17 août 2008
Une baleine
de 17 m de long s'est échouée
à Damgan (56) dans la nuit de vendredi à samedi. Il s'agirait d'un rorqual, mort au large des côtes bretonnes lors de sa migration vers l'Atlantique nord.Accoudés sur le muret qui longe la grève de Kervoyal, Bastien et Camille contemplent l'animal inerte. « C'est la première fois qu'on voit une baleine. C'est impressionnant et triste à la fois. » Accompagnés par leur grand-mère Nicole, les deux enfants sont partagés à la vue de ce corps immense étendu à quelques dizaines de mètres de là.
Comme eux, des milliers de badauds ont afflué hier matin à Damgan pour observer la « bête ». Mais pas question de l'approcher de trop près. Pour des raisons « d'ordre sanitaire », un périmètre de sécurité a été dressé par les gendarmes afin de tenir la foule à distance.
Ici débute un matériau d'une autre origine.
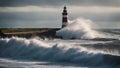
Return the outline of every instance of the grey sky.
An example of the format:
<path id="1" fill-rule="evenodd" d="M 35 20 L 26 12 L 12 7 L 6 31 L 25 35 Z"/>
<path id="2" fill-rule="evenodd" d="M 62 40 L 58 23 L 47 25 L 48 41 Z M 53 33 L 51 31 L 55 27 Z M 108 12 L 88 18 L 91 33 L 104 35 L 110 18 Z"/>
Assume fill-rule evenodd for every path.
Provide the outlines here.
<path id="1" fill-rule="evenodd" d="M 120 0 L 0 0 L 0 6 L 61 6 L 66 2 L 77 6 L 120 6 Z"/>
<path id="2" fill-rule="evenodd" d="M 66 3 L 70 20 L 82 17 L 120 28 L 120 0 L 0 0 L 0 27 L 60 27 Z"/>

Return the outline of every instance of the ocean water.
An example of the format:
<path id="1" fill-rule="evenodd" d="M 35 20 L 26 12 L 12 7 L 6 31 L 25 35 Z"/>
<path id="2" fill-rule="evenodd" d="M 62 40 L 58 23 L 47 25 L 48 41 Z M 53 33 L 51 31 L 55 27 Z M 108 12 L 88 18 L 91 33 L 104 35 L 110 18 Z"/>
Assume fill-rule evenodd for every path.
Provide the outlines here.
<path id="1" fill-rule="evenodd" d="M 120 68 L 120 29 L 94 30 L 86 19 L 71 22 L 56 31 L 63 39 L 0 38 L 0 67 Z"/>

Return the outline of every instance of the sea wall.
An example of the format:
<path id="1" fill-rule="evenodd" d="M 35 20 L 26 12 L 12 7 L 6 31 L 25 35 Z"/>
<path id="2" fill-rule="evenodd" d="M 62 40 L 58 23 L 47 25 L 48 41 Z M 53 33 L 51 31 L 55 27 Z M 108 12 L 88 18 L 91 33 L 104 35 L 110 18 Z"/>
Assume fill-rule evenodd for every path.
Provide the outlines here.
<path id="1" fill-rule="evenodd" d="M 1 37 L 24 37 L 24 38 L 31 38 L 31 37 L 41 37 L 41 38 L 56 38 L 55 33 L 60 28 L 2 28 L 0 29 Z M 4 36 L 2 35 L 4 34 Z"/>

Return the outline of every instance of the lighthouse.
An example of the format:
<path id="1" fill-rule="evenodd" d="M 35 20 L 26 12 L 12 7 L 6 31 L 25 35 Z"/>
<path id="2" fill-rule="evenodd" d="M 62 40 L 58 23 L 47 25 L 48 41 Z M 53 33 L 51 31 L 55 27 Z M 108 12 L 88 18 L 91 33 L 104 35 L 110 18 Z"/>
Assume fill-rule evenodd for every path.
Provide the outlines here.
<path id="1" fill-rule="evenodd" d="M 64 6 L 62 12 L 62 28 L 66 27 L 67 25 L 68 25 L 68 13 L 67 13 L 67 7 Z"/>

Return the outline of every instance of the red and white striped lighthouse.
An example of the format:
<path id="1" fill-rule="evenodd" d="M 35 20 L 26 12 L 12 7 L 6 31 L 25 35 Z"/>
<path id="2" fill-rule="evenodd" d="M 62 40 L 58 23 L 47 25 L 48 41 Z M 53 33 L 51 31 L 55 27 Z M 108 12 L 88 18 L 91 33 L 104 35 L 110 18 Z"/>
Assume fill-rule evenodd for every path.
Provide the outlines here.
<path id="1" fill-rule="evenodd" d="M 64 6 L 63 13 L 62 13 L 62 28 L 66 27 L 68 24 L 68 13 L 67 13 L 67 7 Z"/>

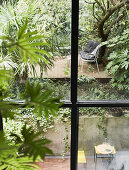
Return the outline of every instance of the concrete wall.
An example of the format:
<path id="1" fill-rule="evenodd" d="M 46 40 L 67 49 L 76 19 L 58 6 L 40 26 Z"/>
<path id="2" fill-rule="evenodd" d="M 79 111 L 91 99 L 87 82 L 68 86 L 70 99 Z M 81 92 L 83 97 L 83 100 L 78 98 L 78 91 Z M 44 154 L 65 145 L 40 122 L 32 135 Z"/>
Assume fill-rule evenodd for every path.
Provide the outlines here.
<path id="1" fill-rule="evenodd" d="M 102 131 L 97 127 L 97 117 L 79 118 L 79 148 L 84 149 L 87 155 L 92 155 L 94 146 L 105 142 Z M 56 131 L 49 130 L 46 137 L 52 140 L 50 148 L 56 155 L 63 153 L 65 144 L 63 138 L 66 136 L 65 127 L 68 127 L 70 145 L 70 125 L 62 123 L 55 124 Z M 110 117 L 106 122 L 108 142 L 113 144 L 116 150 L 129 150 L 129 119 L 125 117 Z M 69 154 L 69 153 L 67 153 Z"/>

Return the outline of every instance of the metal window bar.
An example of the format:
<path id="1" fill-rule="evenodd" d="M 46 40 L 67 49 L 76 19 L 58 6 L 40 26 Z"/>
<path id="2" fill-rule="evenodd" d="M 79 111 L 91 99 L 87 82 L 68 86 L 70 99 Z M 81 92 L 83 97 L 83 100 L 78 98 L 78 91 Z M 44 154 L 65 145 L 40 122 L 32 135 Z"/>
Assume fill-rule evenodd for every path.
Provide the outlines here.
<path id="1" fill-rule="evenodd" d="M 63 107 L 71 107 L 71 161 L 70 170 L 77 170 L 78 108 L 79 107 L 129 107 L 129 101 L 77 101 L 78 76 L 78 24 L 79 0 L 72 0 L 71 26 L 71 101 Z"/>

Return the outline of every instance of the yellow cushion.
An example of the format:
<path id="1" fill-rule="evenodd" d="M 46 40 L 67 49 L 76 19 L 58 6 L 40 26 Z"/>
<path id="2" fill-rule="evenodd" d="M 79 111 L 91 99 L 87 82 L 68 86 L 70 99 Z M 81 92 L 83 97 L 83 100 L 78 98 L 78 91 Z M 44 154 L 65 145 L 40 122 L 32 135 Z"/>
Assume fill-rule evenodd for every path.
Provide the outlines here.
<path id="1" fill-rule="evenodd" d="M 115 154 L 115 148 L 114 146 L 111 146 L 109 144 L 101 144 L 98 146 L 95 146 L 95 152 L 96 154 Z"/>
<path id="2" fill-rule="evenodd" d="M 86 163 L 84 151 L 78 151 L 78 163 Z"/>

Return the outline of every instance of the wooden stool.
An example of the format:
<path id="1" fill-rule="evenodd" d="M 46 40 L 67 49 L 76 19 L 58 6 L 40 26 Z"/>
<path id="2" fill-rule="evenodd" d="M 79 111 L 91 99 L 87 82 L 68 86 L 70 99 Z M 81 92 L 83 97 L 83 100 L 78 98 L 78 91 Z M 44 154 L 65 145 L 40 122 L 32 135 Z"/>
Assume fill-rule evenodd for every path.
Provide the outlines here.
<path id="1" fill-rule="evenodd" d="M 83 164 L 84 168 L 86 169 L 87 162 L 84 150 L 78 151 L 78 164 Z"/>

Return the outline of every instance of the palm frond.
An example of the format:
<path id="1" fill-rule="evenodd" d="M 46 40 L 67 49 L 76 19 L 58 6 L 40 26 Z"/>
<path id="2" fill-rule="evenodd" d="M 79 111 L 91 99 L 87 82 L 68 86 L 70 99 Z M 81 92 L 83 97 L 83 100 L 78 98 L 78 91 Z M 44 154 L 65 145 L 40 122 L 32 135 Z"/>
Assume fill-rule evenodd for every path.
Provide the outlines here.
<path id="1" fill-rule="evenodd" d="M 26 83 L 25 93 L 22 98 L 28 107 L 34 107 L 34 113 L 38 116 L 44 114 L 47 118 L 49 113 L 56 115 L 59 107 L 63 104 L 60 97 L 53 97 L 51 90 L 43 91 L 40 83 Z"/>
<path id="2" fill-rule="evenodd" d="M 23 157 L 17 154 L 18 145 L 9 145 L 9 142 L 5 139 L 4 133 L 0 132 L 0 169 L 7 170 L 26 170 L 39 168 L 35 165 L 32 158 Z"/>
<path id="3" fill-rule="evenodd" d="M 43 132 L 34 132 L 32 127 L 27 128 L 26 124 L 21 130 L 22 138 L 21 139 L 16 134 L 11 134 L 15 137 L 16 143 L 20 143 L 19 152 L 23 153 L 24 156 L 29 156 L 33 158 L 33 161 L 37 157 L 44 159 L 46 154 L 53 154 L 53 152 L 46 147 L 47 144 L 50 144 L 50 140 L 46 138 L 41 138 Z"/>
<path id="4" fill-rule="evenodd" d="M 48 64 L 48 60 L 45 56 L 51 58 L 50 53 L 48 53 L 44 49 L 40 49 L 40 46 L 48 45 L 44 42 L 37 42 L 37 40 L 41 40 L 44 38 L 42 35 L 38 35 L 36 31 L 27 33 L 27 20 L 25 24 L 19 29 L 17 34 L 17 40 L 13 40 L 8 36 L 1 36 L 2 40 L 7 40 L 9 43 L 7 47 L 10 51 L 18 50 L 19 55 L 22 58 L 22 61 L 27 63 L 30 61 L 31 63 L 38 63 L 39 59 L 44 63 Z"/>

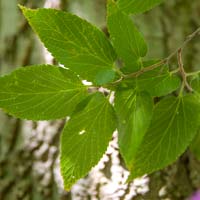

C'est un promeneur qui a alerté les autorités vers 7 h 15 hier, alors que la mer commençait à se retirer. La nouvelle s'est ensuite répandue comme une traînée de poudre dans cette grosse station balnéaire. « J'allais chercher mon pain lorsque j'ai aperçu des gendarmes au bord de la grève. Je me suis arrêté et j'ai vu la baleine », raconte René, un Rennais propriétaire d'une résidence secondaire à Damgan.
Mort il y a plusieurs jours
Correspondant local du Centre de recherche sur les mammifères marins (CRMM) de La Rochelle, Claude Hautefeuille s'est rendu au chevet du cétacé pour émettre un premier diagnostic. « Sous réserve de confirmation par un scientifique, il s'agirait d'un rorqual Rudolphi, une espèce qui s'échoue rarement sur nos côtes », estime-t-il.
Selon lui, la mort de l'animal, long de 17 m, ne remonterait pas à bien longtemps. « C'est vrai qu'il présente des blessures superficielles, mais il est relativement peu blessé par rapport à d'autres baleines que j'ai vues échouées. » Il émet aussi l'hypothèse que le cétacé a pu dériver vers la côte morbihannaise après la tempête qui a soufflé dans le golfe de Gascogne.
« Cette baleine est probablement morte il y a plusieurs jours », confirme Patrick Le Ménec, soigneur animalier à Océanopolis. Le spécialiste s'est déplacé de Brest hier après-midi pour observer la « bête » et procéder à des prélèvements. Mais la marée montante l'a empêché d'approcher l'animal comme il le souhaitait.
Un « adulte » pesant
une trentaine de tonnes
« D'après ce que j'ai vu à distance, il s'agirait plutôt d'un rorqual commun, mais cela devra être confirmé. Je pense qu'il est mort au large de la Bretagne en remontant vers les eaux froides de l'Atlantique nord. Sa queue est cassée, mais cela ne suffit pas à expliquer son décès. »
Patrick Le Ménec note qu'il s'agit « d'un adulte de taille moyenne » susceptible de peser une trentaine de tonnes. Compte tenu de ses dimensions, le mammifère marin devra être découpé avant d'être transporté à l'équarrissage. L'opération doit avoir lieu ce matin, en présence d'un scientifique de l'Ifremer.